Итак, резюмируем: нет никакого основания оспаривать характер настоящей любви у влюбленности, проявляющейся во время аналитического лечения. Если она кажется так мало нормальной, то это вполне объясняется тем, что и обычная влюбленность, вне аналитического лечения, скорее напоминает ненормальные, чем нормальные душевные феномены. Но все же она отличается некоторыми чертами, укрепляющими за ней особое место. Она, во-первых, вызвана аналитическим положением, во-вторых, усилена сопротивлением, преобладающим в этом положении, и в-третьих, она в высокой степени не принимает во внимание реальности, она менее умна, меньше задумывается над последствиями, ослепленнее в оценке любимого человека, чем это допустимо в нормальной влюбленности. Но нельзя забывать, что именно эти, отступающие от нормы черты, составляют сущность влюбленности.
Для поведения врача решающей оказывается первая из трех упомянутых особенностей любовного переноса. Он вызвал эту влюбленность введением ее в аналитическое лечение для исцеления невроза; для него она является неизбежным результатом врачебного положения, подобно физическому обнажению больного или сообщению жизненно важной тайны. Отсюда для него несомненно, что он не должен извлекать из нее личных выгод. Готовность пациентки ничего в этом не меняет, а только взваливает всю ответственность на врача. Ведь больная, как он должен знать, не ожидала другого механизма исцеления. После счастливого преодоления всех трудностей она часто сознается в своей фантазии, с которой начала лечение: если она будет себя хорошо вести, то под конец получит в награду нежность врача.

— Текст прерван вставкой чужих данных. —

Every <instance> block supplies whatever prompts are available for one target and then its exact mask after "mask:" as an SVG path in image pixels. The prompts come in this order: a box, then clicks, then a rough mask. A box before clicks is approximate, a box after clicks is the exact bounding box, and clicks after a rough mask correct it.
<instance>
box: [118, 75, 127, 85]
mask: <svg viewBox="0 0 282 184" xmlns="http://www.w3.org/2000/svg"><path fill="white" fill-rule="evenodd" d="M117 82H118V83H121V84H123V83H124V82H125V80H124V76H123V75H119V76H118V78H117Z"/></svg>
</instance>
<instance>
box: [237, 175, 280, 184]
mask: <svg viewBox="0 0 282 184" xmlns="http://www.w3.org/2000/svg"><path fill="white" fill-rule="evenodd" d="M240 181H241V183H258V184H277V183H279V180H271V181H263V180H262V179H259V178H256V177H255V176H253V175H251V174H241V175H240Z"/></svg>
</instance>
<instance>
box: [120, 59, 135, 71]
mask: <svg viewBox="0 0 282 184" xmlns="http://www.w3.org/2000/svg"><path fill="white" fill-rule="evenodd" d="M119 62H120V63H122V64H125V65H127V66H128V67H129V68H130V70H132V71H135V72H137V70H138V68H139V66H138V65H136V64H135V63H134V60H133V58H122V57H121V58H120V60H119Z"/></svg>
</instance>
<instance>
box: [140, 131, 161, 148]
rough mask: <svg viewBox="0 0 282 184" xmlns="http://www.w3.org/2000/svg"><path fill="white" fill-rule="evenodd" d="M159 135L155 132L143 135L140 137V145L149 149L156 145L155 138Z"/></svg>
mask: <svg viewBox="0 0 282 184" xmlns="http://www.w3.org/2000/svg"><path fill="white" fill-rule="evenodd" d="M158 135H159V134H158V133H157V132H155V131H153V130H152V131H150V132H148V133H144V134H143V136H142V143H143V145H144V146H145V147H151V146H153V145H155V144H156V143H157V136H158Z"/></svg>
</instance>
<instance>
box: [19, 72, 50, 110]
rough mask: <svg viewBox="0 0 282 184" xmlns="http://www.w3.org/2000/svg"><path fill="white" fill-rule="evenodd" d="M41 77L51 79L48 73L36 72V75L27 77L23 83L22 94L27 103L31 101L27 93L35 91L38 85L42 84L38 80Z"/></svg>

Для врача соединяются этические и технические мотивы, чтобы удержать его от ответной любви; он не должен терять из виду поставленную себе цель, чтобы женщина, ограниченная инфантильной фиксацией в своей способности любить, получила возможность свободно распоряжаться этой чрезвычайно ценной и важной функцией, не истратив ее во время лечения, а сохранив ее для реальной жизни на тот случай, если бы жизнь после лечения предъявила к ней такие требования. Он не должен разыгрывать с ней сцены собачьих гонок, при которых как приз выставляется венок, сплетенный из колбасы, и которые какой-нибудь шутник портит тем, что бросает на ипподром отдельный кусок колбасы. Собаки бросаются на него и забывают о гонках и о венке, манящем вперед, к победе. Я не стану утверждать, что врачу всегда легко держаться в этих предписанных ему этикой и техникой пределах, в особенности для молодого и свободного еще мужчины такая задача может оказаться очень тяжелой. Несомненно, что половая любовь составляет одно из главных содержаний жизни, соединение душевного и физического удовлетворения в любовном наслаждении является самым высшим содержанием ее. Все люди, за исключением немногих чудаков-фанатиков, и устраивают соответственно свою жизнь, только в науке стесняются это признать. С другой стороны, для мужчины мучительна роль отвергающего и отказывающего, когда женщина ищет любви, и от благородной женщины, сознающейся в своей страсти, исходит, несмотря на невроз и сопротивление, несравненное очарование. Не грубо-чувственное требование пациентки составляет искушение, оно действует скорее отталкивающим образом, и нужна большая терпимость, чтобы считаться с этим как с естественным феноменом. Более тонкие и сдержанные проявления желания женщины скорее являются опасными и могут заставить забыть технику и врачебный долг ради прекрасного переживания.